An appeals court delivered a blow to Michael Avenatti on Wednesday, upholding his conviction for stealing book proceeds from Stormy Daniels, the adult film star he famously represented in her legal battle against former President Trump.

The three-judge panel of the Second Circuit Court of Appeals affirmed a lower-court ruling from 2022, which had sentenced Avenatti to four years in prison and ordered him to pay $148,000 in restitution.

The decision

Avenatti was mandated to forfeit nearly $297,000, the amount prosecutors alleged he illicitly obtained from Daniels. Avenatti was already serving time for a separate fraud conviction when this sentence was handed down.

The charges stemmed from Avenatti's handling of Daniels' book deal, which promised an $800,000 advance. Prosecutors contended that Avenatti misappropriated approximately $300,000 of the advance intended for Daniels' book, "Full Disclosure," published in 2018.

Despite his prominence in the media, Avenatti's law firm was reportedly facing financial difficulties at the time.

The details

During Avenatti's sentencing, U.S. District Judge Jesse Furman underscored the significance of the sentence as a deterrent against lawyers exploiting their clients for personal gain.

In its ruling, the appellate panel rejected several arguments put forth by Avenatti. They dismissed his claim that the jury instructions were confusing or prejudicial, asserting that any alleged errors were immaterial given the overwhelming evidence against Avenatti.

The panel also refuted Avenatti's contention that the trial court exerted undue pressure on the jury to reach a verdict.

Appeal denied

They maintained that the district court's actions were neither coercive nor improper, but rather within the bounds of procedural norms.

Furthermore, the panel rebuffed Avenatti's argument concerning the sequence of his restitution payments.
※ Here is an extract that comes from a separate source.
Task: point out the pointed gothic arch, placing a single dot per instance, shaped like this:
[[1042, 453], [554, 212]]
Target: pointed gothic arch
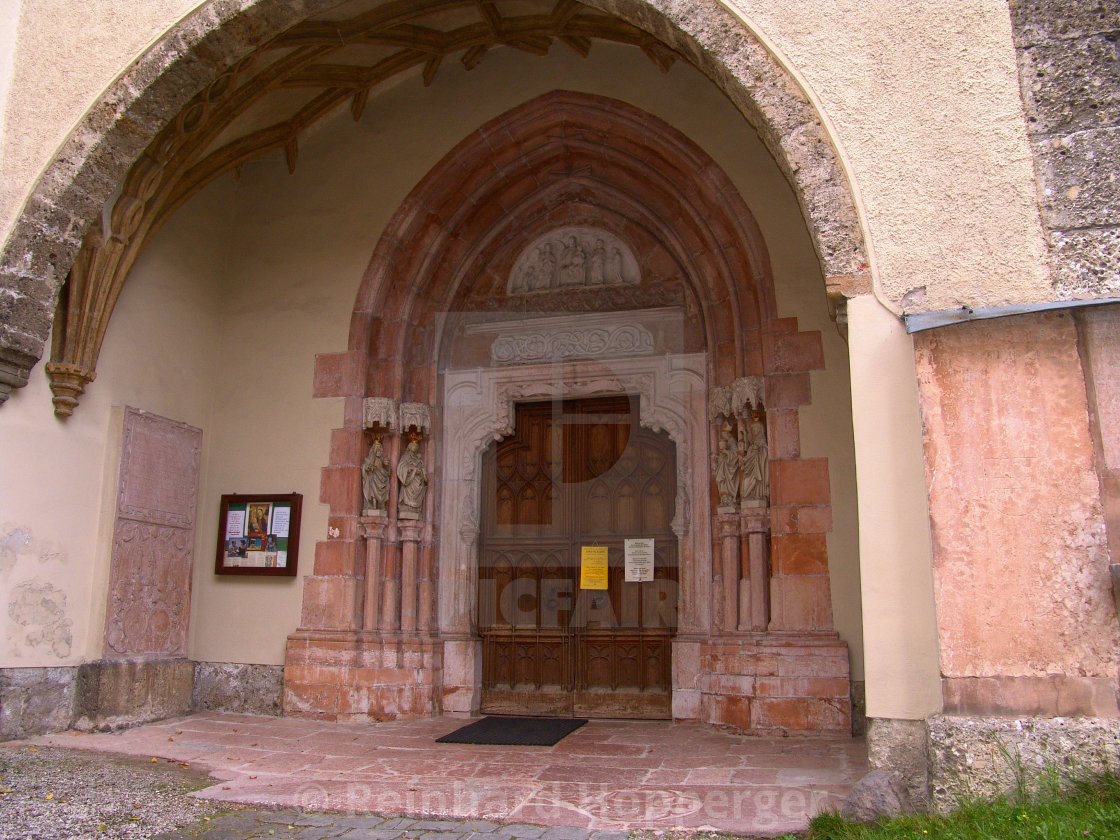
[[560, 162], [126, 160]]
They pointed out that his legal team failed to raise objections at the time of the change, and even if they had, the argument lacked merit.

Finally, the panel dismissed Avenatti's reliance on a recent Supreme Court decision related to identity theft, contending that his case differed significantly from the precedent cited.

They emphasized that identity theft was integral to Avenatti's criminal conduct, distinguishing it from the circumstances of the Supreme Court ruling.

The appeals court's ruling dealt a significant blow to Avenatti's legal defense, upholding his conviction and reinforcing the consequences of his actions following the high-profile case determined to bring justice for Daniels as she fought back against the former lawyer in the case.